Mental health essential for healthy heart
October 21, 2005
Does how you feel make you more likely to have a heart attack? Doctors and scientists believe it does.
Recent studies show that good mental health is essential for a healthy heart.
The relationship between depression and heart disease, for example, has been
studied for years.
The results are striking. If you are depressed, you are twice as likely to have
a heart attack.
If you have already suffered a heart attack, being depressed may even quintuple
your risk of having
a second hard attack. You will also be less likely to recover as quickly or
completely from a heart attack if you are depressed.
But being depressed is far from being the only risk factor for your heart.

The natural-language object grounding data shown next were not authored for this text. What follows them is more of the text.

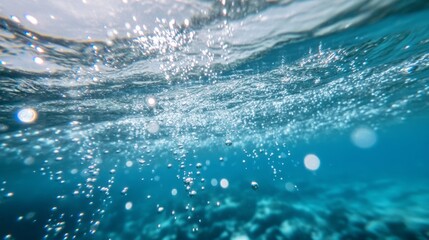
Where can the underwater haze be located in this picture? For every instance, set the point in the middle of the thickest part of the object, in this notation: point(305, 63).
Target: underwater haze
point(224, 119)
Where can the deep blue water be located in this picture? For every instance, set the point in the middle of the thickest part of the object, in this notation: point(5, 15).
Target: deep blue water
point(214, 120)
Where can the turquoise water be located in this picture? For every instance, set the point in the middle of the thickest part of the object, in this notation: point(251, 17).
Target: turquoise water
point(214, 120)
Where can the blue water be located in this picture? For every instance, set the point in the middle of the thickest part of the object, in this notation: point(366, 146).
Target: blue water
point(214, 120)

Patients who scored high on tests that measure stress and hostility were also at
increased risk for heart attacks.
In one study, those who scored highest for anxiety were up to four times as
likely to suffer from serious cardiac illness.
Nor does it matter if you are young or old, male or female.

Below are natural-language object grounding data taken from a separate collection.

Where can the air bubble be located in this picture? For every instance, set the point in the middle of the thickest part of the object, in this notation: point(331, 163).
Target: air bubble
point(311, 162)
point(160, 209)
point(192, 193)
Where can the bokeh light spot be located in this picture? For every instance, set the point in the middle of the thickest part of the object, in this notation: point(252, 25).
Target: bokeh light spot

Being depressed, anxious, stressed out, or even hostile is going to have a
serious impact on your heart.
Researchers are thus beginning to label people who worry a great deal, are
irritable and lack self-assurance as “Type D” personalities, since they not
only have a poorer quality of life but also suffer more from higher rates of
heart disease and stroke.
A recent study published by the medical journal The Lancet looked at more than
11,000 victims of heart attacks from 52 different countries. The study found
that these victims, in the years before their heart attack, had felt a great
deal of stress-far more stress, in fact, than 13,000 healthy people who didn’t
experience heart trouble
Nor does it matter what the source of stress is. Whether it is depression, work, family trouble, or increased hostility, stress is dangerous — if not deadly — for your heart. Other studies even note that victims of child abuse or domestic violence — or even being related to family members who abuse drugs or alcohol — are at greater risk for heart disease.
Because of this emerging and powerful association between the emotions and heart health, the multidisciplinary team at New Milford Hospital’s Cardiovascular Disease Prevention Program is careful to assess stress, depression and other emotional factors, and incorporate this information into a treatment plan to reduce risk factors for heart disease in our patients.